Kneecap Dislocation Can Increase The Risk Of Arthritis
When the kneecap is forcefully “pushed out” of its groove in a dislocation, this trauma can result in cartilage damage. Damage to the patella, or the groove itself. This trauma to the joint cartilage can lead to in an increased risk of patellofemoral (knee cap) arthritis down the line. The more loading that is carried out on an previously injured joint following any trauma, the more likely OA will be a feature at some stage in the future. As well as an increased risk of osteoarthritis following joint trauma, individuals who dislocate their kneecap may also experience ongoing symptoms. Including pain, restricted movement, feelings of weakness around the knee, subjective feelings of instability, or repeat dislocations…Management Of A Patella Dislocation
Due to the potential risk for repeat dislocations and ongoing issues noted above, it is essential following a dislocation patients have an X-ray. This is to assess the injury itself as well as risk factors for repeat dislocations and factors that could lead to a poor long term outcome. An MRI is also useful following dislocation to look at things that cannot be visualized via X-ray. Helping grade the severity of any soft tissue and cartilage damage.Surgery is considered with a kneecap dislocation if the individual is young and active. In this situation surgery may be used in an attempt to aid a full return to sport. As well as reduce the likelihood of any future dislocations. However, if the individual lives a more sedentary lifestyle, they may be managed more conservatively. This can include knee splints/ knee bracing and physiotherapy. The most desirable approach taken will be influenced by a number of factors, including; the number of previous dislocations, activity levels and the presence (or absence) of any risk factors. Risk factors will need to be addressed, and it may be viable to address them with move conservative methods like physiotherapy. However, sometimes more invasive surgical methods may be the most appropriate approach.

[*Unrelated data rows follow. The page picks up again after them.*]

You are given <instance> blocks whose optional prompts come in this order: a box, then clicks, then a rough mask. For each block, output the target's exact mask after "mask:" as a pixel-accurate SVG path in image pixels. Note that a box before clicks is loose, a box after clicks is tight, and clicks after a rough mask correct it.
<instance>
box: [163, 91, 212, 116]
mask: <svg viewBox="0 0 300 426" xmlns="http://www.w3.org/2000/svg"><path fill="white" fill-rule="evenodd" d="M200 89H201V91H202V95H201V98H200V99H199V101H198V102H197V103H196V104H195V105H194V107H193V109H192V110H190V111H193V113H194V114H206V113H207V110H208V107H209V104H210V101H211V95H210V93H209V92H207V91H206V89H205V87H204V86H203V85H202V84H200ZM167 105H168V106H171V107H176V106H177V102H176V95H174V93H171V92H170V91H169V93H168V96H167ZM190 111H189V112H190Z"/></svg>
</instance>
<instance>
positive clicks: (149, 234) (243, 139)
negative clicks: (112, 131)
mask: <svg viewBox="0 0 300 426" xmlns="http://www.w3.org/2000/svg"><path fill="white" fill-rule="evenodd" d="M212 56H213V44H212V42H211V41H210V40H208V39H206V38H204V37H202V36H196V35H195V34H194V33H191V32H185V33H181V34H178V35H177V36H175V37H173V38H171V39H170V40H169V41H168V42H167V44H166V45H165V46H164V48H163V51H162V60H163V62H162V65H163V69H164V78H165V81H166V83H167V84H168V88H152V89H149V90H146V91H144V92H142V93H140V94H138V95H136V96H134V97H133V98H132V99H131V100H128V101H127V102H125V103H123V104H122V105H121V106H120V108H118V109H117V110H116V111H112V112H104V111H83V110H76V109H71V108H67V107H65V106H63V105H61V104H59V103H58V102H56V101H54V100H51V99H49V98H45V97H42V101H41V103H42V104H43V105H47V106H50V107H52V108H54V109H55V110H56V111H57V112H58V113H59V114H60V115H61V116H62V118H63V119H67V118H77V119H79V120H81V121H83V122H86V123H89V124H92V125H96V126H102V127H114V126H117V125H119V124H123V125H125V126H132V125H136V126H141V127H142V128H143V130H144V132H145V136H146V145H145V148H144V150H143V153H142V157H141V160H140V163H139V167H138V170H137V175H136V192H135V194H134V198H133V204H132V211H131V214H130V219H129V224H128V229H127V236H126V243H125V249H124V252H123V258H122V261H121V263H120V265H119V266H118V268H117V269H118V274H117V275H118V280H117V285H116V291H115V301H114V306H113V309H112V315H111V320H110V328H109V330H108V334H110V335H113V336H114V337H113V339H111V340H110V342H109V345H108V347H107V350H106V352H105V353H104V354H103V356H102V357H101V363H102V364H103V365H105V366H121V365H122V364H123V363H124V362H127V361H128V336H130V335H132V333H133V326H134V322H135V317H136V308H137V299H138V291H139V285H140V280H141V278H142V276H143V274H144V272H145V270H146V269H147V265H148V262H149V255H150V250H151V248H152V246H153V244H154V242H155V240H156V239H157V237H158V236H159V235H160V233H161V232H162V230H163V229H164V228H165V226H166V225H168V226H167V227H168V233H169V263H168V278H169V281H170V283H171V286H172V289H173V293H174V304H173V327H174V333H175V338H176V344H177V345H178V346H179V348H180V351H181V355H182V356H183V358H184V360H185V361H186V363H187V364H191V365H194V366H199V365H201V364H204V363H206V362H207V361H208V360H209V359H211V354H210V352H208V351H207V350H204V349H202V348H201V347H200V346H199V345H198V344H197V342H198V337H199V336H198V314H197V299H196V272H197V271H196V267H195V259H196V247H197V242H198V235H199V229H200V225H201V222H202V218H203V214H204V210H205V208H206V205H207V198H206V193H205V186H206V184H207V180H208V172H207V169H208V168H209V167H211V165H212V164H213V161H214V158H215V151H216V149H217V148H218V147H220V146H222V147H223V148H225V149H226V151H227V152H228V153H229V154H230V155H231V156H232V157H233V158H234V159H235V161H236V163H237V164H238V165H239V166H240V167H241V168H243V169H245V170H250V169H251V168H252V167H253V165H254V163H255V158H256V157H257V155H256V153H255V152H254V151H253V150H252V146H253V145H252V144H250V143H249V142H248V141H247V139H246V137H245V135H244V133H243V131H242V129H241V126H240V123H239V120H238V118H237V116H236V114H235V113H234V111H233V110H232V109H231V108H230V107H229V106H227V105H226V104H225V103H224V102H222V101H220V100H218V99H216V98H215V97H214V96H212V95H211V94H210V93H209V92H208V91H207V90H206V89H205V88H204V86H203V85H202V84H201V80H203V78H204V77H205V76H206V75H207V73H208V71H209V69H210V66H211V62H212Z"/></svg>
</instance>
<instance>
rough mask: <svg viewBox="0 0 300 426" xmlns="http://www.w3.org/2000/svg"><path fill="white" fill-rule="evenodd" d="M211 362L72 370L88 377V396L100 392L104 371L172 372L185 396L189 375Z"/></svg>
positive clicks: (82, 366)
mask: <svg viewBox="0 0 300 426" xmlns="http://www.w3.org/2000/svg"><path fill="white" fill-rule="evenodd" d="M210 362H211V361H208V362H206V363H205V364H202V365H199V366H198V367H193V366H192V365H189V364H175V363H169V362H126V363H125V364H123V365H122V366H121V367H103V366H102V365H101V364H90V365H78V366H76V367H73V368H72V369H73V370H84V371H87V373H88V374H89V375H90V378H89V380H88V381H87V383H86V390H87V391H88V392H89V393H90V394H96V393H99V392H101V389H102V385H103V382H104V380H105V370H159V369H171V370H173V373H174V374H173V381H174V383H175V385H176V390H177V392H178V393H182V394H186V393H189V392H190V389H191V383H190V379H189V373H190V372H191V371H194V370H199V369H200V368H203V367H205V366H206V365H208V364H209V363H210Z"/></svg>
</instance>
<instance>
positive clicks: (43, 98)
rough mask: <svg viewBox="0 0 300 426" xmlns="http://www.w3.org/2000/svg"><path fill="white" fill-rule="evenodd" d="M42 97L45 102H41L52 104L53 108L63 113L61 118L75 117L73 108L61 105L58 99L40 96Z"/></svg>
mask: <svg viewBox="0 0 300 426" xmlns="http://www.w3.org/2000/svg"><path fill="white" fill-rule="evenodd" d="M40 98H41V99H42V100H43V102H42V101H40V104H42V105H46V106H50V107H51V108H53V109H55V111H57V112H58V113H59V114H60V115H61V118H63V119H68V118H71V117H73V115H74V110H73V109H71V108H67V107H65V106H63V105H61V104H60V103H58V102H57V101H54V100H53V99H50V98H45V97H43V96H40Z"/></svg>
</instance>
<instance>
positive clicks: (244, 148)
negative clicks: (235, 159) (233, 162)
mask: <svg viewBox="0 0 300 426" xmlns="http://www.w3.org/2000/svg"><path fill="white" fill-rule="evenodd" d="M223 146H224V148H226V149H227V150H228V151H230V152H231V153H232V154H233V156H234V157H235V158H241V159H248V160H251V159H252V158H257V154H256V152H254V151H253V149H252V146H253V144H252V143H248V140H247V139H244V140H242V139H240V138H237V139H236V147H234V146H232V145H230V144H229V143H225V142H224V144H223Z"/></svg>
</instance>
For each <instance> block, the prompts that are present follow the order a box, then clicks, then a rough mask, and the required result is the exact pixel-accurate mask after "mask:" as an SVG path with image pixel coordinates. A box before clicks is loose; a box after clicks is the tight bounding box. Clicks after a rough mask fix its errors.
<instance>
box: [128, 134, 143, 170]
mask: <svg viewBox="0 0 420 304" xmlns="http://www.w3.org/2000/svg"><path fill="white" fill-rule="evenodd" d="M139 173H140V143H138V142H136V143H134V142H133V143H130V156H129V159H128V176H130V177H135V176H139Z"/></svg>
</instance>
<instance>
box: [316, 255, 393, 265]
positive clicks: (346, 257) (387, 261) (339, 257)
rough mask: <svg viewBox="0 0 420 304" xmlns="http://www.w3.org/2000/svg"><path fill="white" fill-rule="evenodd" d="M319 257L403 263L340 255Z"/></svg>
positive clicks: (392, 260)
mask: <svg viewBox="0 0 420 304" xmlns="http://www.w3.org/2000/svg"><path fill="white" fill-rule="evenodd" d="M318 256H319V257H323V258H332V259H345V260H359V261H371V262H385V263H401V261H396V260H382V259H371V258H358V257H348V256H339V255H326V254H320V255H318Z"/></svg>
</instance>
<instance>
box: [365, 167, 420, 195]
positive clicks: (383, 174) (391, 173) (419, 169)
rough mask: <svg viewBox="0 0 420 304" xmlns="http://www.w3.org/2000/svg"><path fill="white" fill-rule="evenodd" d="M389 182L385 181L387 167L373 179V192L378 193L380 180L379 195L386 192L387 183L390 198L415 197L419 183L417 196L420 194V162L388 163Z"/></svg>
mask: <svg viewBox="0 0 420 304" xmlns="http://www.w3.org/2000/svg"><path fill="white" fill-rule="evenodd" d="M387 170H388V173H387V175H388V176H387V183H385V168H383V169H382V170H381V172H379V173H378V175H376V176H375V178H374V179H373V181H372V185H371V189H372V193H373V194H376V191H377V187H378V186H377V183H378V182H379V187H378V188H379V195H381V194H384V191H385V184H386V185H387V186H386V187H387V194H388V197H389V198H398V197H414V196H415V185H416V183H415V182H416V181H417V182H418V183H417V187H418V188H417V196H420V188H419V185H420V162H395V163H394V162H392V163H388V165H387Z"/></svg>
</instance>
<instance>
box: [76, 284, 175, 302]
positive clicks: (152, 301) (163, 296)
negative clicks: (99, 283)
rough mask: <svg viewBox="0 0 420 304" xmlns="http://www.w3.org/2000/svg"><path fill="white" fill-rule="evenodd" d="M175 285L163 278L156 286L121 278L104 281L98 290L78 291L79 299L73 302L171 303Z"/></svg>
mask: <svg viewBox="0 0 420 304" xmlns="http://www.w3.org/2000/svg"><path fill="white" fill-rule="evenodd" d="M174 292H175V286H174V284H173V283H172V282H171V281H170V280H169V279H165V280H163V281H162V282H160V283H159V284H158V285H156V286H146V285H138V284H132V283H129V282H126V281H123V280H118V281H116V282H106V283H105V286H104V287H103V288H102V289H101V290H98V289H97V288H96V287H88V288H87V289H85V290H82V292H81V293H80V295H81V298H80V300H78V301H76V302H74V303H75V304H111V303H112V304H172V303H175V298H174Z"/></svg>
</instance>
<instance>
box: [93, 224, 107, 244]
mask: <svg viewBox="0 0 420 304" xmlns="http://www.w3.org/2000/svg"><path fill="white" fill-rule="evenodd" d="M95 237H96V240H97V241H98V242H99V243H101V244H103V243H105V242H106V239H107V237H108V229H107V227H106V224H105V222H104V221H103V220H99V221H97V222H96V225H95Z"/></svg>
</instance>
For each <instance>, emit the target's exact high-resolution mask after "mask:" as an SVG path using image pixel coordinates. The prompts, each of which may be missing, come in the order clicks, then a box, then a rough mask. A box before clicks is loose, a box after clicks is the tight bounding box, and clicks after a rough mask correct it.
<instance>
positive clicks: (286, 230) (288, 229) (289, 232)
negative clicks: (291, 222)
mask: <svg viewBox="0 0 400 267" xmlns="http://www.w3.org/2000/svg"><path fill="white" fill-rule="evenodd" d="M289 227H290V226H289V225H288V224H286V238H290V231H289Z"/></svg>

Disclaimer: Sydney Physio Clinic does not endorse any treatments, procedures, products mentioned. This information is provided as an educational service and is not intended to serve as medical advice. Anyone seeking specific medical advice or assistance on Patella Dislocation Painfully Common should consult his or her general practitioner, physiotherapist or otherwise appropriately skilled practitioner.